I know something about American war resisters in the first World War: they were violently attacked, their homes were destroyed, they were thrown in jail for their beliefs. And that was World War I! I think, only in a place as (generally) civil and tolerant as Canada could conscientious objection to World War II not meet with violent opposition.

Now, again, Canada's civility and tolerance - and its commitment to peace - is being put to the test.

Tom Riley noted that, in his day, there was outspoken, widespread opposition to the Vietnam War, and tens of thousands of people were leaving the US to avoid the draft. By contrast, Iraq War Resisters go against a repressive climate in the US, and are far more alone. I still feel what Tom and others did during Vietnam was very brave, but I share his enormous admiration for the bravery of the Iraq War Resisters.

Another Campaign member told the audience that helping the war resisters stay in Canada is a concrete step they could each take to help end the war. And it's true. Every soldier who removes themselves from the US occupation of Iraq is a loud voice for truth, justice, peace and democracy. If we stand for peace, it's our duty to stand beside them. When Canada allows the Iraq War Resisters safe asylum, it will invigorate the US peace movement as nothing has since Vietnam.

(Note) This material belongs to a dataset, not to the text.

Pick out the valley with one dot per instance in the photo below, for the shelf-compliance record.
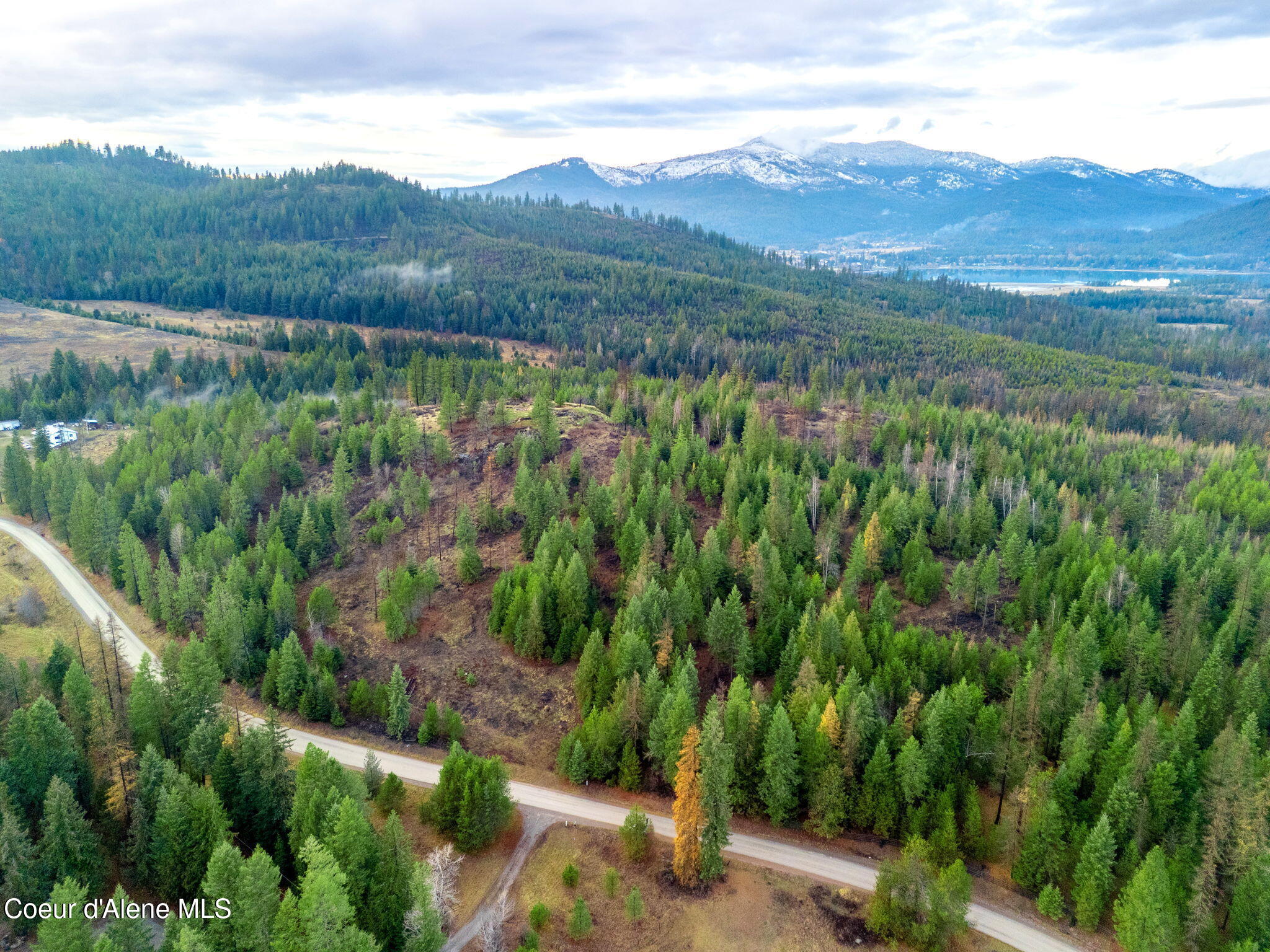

I can't even contemplate Canada allowing the resisters to be deported. Right now we are teetering on the brink. Four resisters, including two with young children, face deportation, with many more waiting for the potentially bad news. In the US, they face jail time (in a military prison) and a "bad conduct discharge" - a felony offense. No one should go to prison for refusing to kill.

Please help.

Join us this Saturday. If you can't make it on Saturday, write a letter to Stephen Harper, Stéphane Dion and to your MP.

Let them stay.


Ferdzy said...

That's kind of amusing - I knew Frank and Isabel Showler back in the 1970's/80's when I was attending Toronto Monthly Meeting. (i.e. the Quaker Meeting.)

Wild English Rose said...

I think there may be some key differences between the concept of war resistance and conscientious objection. Your post mentions that Frank Showler sought alternative service, which implies he volunteered to aid the effort to defeat fascism but by non violent means. Many Quakers in England were involved in ambulance driving, firefighting etc. during the Blitz and in the process many exposed themselves to as much personal danger as those in the armed forces.

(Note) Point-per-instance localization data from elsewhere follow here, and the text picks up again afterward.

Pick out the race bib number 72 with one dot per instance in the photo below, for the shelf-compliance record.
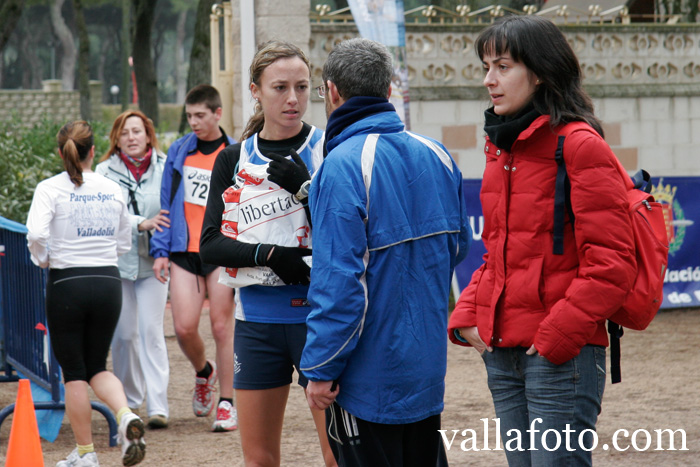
(196, 184)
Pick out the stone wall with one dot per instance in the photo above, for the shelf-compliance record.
(645, 81)
(34, 105)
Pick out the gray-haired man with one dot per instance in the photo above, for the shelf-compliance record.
(389, 227)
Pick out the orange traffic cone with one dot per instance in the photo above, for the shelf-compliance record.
(24, 449)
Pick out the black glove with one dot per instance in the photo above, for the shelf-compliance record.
(290, 175)
(288, 264)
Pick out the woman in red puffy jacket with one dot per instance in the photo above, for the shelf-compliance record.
(537, 318)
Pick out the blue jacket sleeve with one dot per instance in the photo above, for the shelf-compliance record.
(161, 241)
(338, 291)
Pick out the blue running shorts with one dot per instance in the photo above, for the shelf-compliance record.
(265, 354)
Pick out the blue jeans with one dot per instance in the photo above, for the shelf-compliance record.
(561, 402)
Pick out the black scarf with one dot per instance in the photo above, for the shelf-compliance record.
(353, 110)
(503, 131)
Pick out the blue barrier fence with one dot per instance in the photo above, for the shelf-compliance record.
(24, 340)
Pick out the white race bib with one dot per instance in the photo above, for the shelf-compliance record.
(196, 184)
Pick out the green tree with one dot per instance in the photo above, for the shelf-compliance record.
(200, 60)
(10, 11)
(146, 80)
(83, 60)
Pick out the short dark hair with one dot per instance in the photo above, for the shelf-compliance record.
(359, 67)
(204, 94)
(537, 43)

This is quite different to somebody - who may not be opposed to violent action in general - who is opposed to the cause of a specific war, in such circumstances alternative service would be difficult to achieve as it might in some way further the cause. Indeed resistance to a particular war could lead itself to violent action or in extreme cases actively aiding the enemy - e.g. German resistance activists during the second world war.

It isn't that there isn't something to admire in both standpoints - but I think that they are quite different.

laura k said...

I knew Frank and Isabel Showler back in the 1970's/80's when I was attending Toronto Monthly Meeting. (i.e. the Quaker Meeting.)

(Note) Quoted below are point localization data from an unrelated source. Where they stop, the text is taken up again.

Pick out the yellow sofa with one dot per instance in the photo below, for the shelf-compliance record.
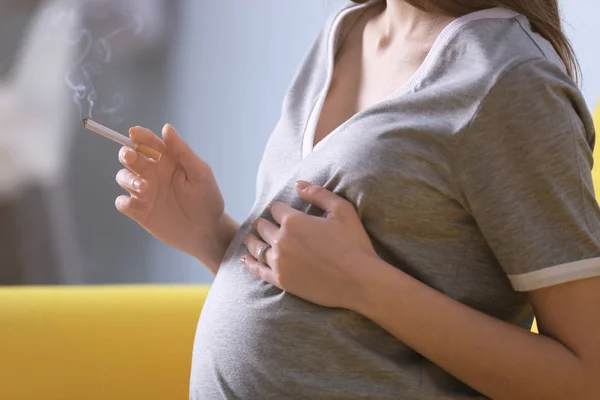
(97, 343)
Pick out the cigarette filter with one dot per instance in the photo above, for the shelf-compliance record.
(121, 139)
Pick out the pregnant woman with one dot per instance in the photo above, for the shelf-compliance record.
(427, 187)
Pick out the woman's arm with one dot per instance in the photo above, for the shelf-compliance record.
(498, 359)
(217, 243)
(331, 262)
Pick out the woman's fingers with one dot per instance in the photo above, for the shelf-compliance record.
(254, 244)
(135, 208)
(182, 154)
(132, 183)
(141, 135)
(135, 162)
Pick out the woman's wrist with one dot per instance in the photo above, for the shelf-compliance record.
(212, 245)
(375, 277)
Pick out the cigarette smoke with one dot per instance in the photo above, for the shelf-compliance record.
(95, 54)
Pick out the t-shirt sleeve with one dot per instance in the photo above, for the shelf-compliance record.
(523, 167)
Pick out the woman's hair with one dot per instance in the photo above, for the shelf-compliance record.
(544, 16)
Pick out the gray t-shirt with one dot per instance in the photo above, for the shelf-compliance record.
(473, 177)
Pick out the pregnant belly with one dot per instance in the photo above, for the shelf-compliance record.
(255, 341)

Very cool! Frank is apparently an activist legend in Toronto.

I think there may be some key differences between the concept of war resistance and conscientious objection.

There can be, but there needn't be.

Frank Showler is now sorry that he registered for alternative service, and feels he ended up inadvertantly helping the war effort.

Most of the resisters I know qualify as conscientious objectors as well.

One needn't be a pacifist in every imaginable circumstance to be a CO.

Ryan said...

If you're interested in the history of religious progressives in Canada, there's a book that I thought was quite excellent titled "Beyond the Social Gospel: Church Protest on the Prairies" by United Church theologian Ben Smillie.

I would also suggest looking up Rev. James Endicott, who formed the Canada Peace Congress in the late 1940's to encourage peace, nuclear disarmament and negotiation with the Soviet Union.

There's lots more. I'm a bit of a history nerd, but I think it's important for churches to look back to their radical roots as a lesson for the present.

laura k said...

Thank you, Ryan! I am quite the history nerd myself. I am passionately interested in learning about the history of my new country. Thank you very much.